An extended version of Principal Components Analysis (PCA) of monument stone decay phenomena occurring at “Basilica da Estrela” church, Lisbon, Portugal, is now presented. This one results from previous studies based mainly on a combined application of multivariate statistical analysis and some traditional geochemical tools. The rationale and the general methodological procedures used in PCA will now be presented, as a first step of a stepwise approach to the eigenvector methods of data analysis. With the insights gained we hope to be able to understand and interpret better the results so obtained. PCA, as others “factor analysis” and Eigenvector Methods”, seeks to reveals the presumably simple underlying structure that might exist within a set of multivariate observations. This knowledge could help us to strengthen, supplement and validate the conclusions obtained from the traditional geochemical approach and can be considered a NDT tool for the characterization of alteration of geologic materials in the built environment as it does not involve the extraction of samples from those materials.
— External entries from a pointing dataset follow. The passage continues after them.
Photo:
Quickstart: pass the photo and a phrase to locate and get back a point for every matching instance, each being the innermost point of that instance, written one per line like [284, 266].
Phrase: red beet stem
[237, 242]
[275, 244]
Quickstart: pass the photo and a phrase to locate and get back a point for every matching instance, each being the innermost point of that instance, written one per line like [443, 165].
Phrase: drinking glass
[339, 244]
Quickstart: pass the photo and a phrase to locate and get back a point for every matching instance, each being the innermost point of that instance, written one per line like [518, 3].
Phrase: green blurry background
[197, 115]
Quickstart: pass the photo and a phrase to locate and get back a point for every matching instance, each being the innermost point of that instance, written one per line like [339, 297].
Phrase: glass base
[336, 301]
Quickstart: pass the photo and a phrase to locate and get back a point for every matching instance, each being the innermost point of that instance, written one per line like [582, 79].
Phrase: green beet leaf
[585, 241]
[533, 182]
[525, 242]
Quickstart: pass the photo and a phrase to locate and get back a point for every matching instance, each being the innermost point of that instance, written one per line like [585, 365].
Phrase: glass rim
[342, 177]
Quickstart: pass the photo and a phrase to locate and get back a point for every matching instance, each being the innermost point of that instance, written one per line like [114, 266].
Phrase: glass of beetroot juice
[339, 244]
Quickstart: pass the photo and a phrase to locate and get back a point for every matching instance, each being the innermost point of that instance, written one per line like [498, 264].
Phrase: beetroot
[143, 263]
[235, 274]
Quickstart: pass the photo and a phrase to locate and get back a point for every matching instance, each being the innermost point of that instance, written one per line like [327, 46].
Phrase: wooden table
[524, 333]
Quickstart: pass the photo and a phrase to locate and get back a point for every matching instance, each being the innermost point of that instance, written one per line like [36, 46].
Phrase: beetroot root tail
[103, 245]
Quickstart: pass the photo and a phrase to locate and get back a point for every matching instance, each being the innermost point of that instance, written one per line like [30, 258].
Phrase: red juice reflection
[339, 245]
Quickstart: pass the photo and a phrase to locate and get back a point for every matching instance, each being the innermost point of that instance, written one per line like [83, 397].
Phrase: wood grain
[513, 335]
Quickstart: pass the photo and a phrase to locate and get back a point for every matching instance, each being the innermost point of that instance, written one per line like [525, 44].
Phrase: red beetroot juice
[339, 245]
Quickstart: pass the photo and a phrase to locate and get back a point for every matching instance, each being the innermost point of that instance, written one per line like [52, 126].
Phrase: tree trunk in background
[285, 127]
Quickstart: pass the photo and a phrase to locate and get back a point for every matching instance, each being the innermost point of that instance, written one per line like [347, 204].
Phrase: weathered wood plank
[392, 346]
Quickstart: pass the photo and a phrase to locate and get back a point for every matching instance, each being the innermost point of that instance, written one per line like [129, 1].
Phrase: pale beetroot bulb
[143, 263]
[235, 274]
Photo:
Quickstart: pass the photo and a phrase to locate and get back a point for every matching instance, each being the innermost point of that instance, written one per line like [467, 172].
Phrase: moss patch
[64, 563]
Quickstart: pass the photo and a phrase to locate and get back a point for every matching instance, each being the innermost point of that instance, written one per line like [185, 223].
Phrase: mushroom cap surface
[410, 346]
The data set studied gathers information on seepage water samples collected over three years inside “Basilica da Estrela” (seepage waters derived from rainwater that penetrated and percolate the monument changing its composition through water-rock interactions). Precipitation of some of their dissolved components due saturation and/or evaporation along the monument percolating system contributed also for their final chemical and physical properties. Temperature, pH, electrical conductivity, SiO2 and main ionic species were measured on each sample.
Principal Components Analysis (PCA) of Monument Stone Decay by Rainwater: a case study of “Basílica da Estrela” church, Portugal
Published: 13 June 2018 by MDPI AG in 1st International Electronic Conference on Geosciences session Non-Destructive Characterization of Geologic Materials
Keywords: Built environment; water-induced alteration processes; monument stone decay; multivariate data; Principal Components Analysis.